The season lulled briefly without Rupert, as Fairplay and Burton brutishly took control of the game while their bromance bloomed. They may well have ridden the wave all the way home if not for committing a classic mistake: the devious duo went on an extravagant reward together, leaving the other three castaways together at camp. Darrah, Lill and Sandra quickly conspired to vote Burton out. The female plotting was interspersed with decadent clips of Burton & Fairplay congratulating each other on their control of the game while blasting the women as helpless, thickheaded sheep.

When the men returned, each woman played up the stereotype they knew Burton & Fairplay considered them to camouflage their alliance: Darrah played dumb and detached, Lill acted increasingly erratic and antisocial, while Sandra pretended she was giving up before "accepting" a final three offer from the men. Burton & Jon sniffed out the ruse, noting the melodrama in Darrah & Lill's performance. But Sandra obliterated the men with detailed, nuanced lies built on the foundation of her ruthless reputation. It was a stunning, glorious late-game rise for one of Survivor's all-time greats, the third and most unexpected of Pearl Islands' classic characters to emerge.
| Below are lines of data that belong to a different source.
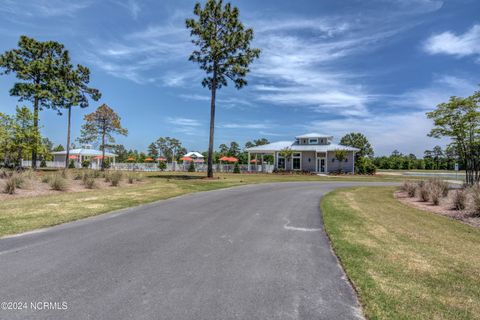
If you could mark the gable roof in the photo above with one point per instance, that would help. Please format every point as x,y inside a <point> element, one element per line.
<point>294,146</point>
<point>85,152</point>
<point>313,135</point>
<point>194,154</point>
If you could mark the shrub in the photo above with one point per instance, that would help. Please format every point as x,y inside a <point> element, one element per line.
<point>162,165</point>
<point>58,182</point>
<point>423,192</point>
<point>18,179</point>
<point>64,174</point>
<point>85,164</point>
<point>459,199</point>
<point>236,168</point>
<point>10,185</point>
<point>409,187</point>
<point>475,194</point>
<point>365,165</point>
<point>106,163</point>
<point>115,178</point>
<point>435,193</point>
<point>131,177</point>
<point>89,181</point>
<point>440,184</point>
<point>46,178</point>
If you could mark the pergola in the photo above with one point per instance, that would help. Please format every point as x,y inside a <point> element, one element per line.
<point>83,154</point>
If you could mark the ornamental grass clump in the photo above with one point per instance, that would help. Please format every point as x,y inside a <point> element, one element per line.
<point>475,195</point>
<point>459,199</point>
<point>58,182</point>
<point>435,192</point>
<point>115,178</point>
<point>10,185</point>
<point>440,184</point>
<point>89,181</point>
<point>409,187</point>
<point>131,177</point>
<point>423,192</point>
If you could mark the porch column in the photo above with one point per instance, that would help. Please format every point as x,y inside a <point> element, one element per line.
<point>326,161</point>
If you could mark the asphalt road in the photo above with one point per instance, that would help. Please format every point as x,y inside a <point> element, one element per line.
<point>252,252</point>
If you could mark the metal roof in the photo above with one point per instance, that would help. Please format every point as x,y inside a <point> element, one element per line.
<point>280,145</point>
<point>195,154</point>
<point>84,152</point>
<point>313,135</point>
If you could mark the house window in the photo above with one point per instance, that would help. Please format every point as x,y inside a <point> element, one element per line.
<point>297,161</point>
<point>281,162</point>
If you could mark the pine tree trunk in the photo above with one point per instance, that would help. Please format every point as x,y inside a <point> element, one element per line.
<point>35,126</point>
<point>68,136</point>
<point>212,124</point>
<point>103,151</point>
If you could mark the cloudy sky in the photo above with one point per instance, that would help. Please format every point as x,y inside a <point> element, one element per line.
<point>327,66</point>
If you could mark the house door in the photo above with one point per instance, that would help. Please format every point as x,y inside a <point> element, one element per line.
<point>321,165</point>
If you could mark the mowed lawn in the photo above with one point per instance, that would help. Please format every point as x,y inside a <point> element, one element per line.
<point>405,263</point>
<point>25,214</point>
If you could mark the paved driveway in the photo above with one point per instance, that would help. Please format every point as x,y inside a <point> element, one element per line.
<point>252,252</point>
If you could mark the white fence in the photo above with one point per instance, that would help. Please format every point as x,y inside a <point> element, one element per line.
<point>180,167</point>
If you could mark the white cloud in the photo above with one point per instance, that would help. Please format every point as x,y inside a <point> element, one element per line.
<point>183,122</point>
<point>259,125</point>
<point>387,132</point>
<point>461,45</point>
<point>302,71</point>
<point>441,89</point>
<point>44,8</point>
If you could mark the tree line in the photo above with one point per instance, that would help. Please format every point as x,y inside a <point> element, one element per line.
<point>47,79</point>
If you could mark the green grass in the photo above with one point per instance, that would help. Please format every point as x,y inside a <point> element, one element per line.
<point>25,214</point>
<point>404,263</point>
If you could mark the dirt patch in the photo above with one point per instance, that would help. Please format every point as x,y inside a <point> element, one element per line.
<point>445,208</point>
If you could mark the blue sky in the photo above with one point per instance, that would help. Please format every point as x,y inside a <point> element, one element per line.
<point>327,66</point>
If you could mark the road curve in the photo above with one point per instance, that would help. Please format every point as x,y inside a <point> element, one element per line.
<point>251,252</point>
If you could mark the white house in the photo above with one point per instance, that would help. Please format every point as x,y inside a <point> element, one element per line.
<point>313,152</point>
<point>78,155</point>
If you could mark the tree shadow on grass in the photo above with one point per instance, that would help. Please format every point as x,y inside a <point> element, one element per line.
<point>177,177</point>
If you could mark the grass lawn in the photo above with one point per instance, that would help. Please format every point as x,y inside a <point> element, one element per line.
<point>24,214</point>
<point>405,263</point>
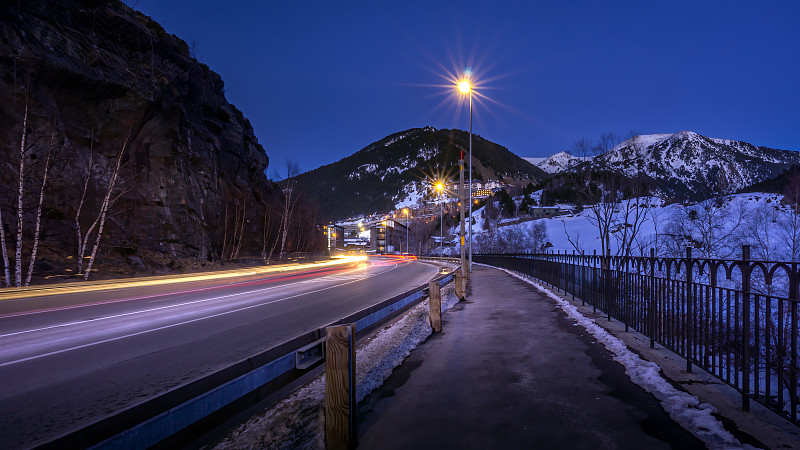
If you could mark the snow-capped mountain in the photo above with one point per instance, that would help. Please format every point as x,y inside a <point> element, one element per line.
<point>557,163</point>
<point>396,171</point>
<point>689,165</point>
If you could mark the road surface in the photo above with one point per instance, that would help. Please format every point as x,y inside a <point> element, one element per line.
<point>69,357</point>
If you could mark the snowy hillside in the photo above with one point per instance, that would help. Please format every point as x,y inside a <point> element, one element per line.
<point>398,170</point>
<point>557,163</point>
<point>688,163</point>
<point>756,219</point>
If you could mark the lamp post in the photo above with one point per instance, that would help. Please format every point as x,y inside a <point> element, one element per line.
<point>405,210</point>
<point>466,88</point>
<point>440,189</point>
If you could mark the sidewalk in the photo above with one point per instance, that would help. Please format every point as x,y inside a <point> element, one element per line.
<point>510,370</point>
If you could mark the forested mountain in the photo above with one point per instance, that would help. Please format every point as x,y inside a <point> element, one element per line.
<point>135,137</point>
<point>683,165</point>
<point>399,168</point>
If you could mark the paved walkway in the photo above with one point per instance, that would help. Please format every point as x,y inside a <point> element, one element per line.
<point>510,371</point>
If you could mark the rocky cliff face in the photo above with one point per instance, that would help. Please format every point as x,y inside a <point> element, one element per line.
<point>398,171</point>
<point>98,77</point>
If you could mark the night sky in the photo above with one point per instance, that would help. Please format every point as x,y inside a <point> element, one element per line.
<point>319,80</point>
Sandra laid low for most of the season, but her performance down the stretch revealed her to be one of the shrewdest thinkers to ever play the game. Sandra found herself on the wrong side of the numbers several times down the stretch, but always found a way to linger at the back of the slaughterhouse line. She never received a vote against.

For once the edit played it straight, casting incandescent light on Burton's impending demise instead of trying to blindside the audience. The men appropriated the unusual edit with bushels of wildly chauvinistic confessionals, entertainingly cut with clips of Sandra dunking on them. Burton's torch was snuffed at an epicly satisfying Tribal Council, with Jeff Probst joining the dunk contest: "For the second time, the tribe has spoken."

Fairplay was spared at the next Tribal in order to oust Darrah the challenge-dominator, leaving a disjointed final three of Fairplay, Lill and Sandra. Lill outlasted Fairplay in the endurance challenge, then surprisingly chose to go to Final Tribal with Sandra. Lill claimed her decision was motivated by honor at the Reunion Show, but had said on camera she was choosing based on who she could beat. Four jurors said they would've voted for Lill over Fairplay, so perhaps Lill gave up $900k by choosing Sandra. In confessional, Sandra said she'd surely vote herself out and expected Lill to off her. In any case, Survivor fans are forever indebted to Lill for choosing Sandra. If daft Lill or evil Fairplay had won, it would've felt hollow after such an illustrious and dynamic season. Instead, Sandra's dominant Final Tribal performance and 6-1 vote trouncing capped a thoroughly satisfying finish to a classic season.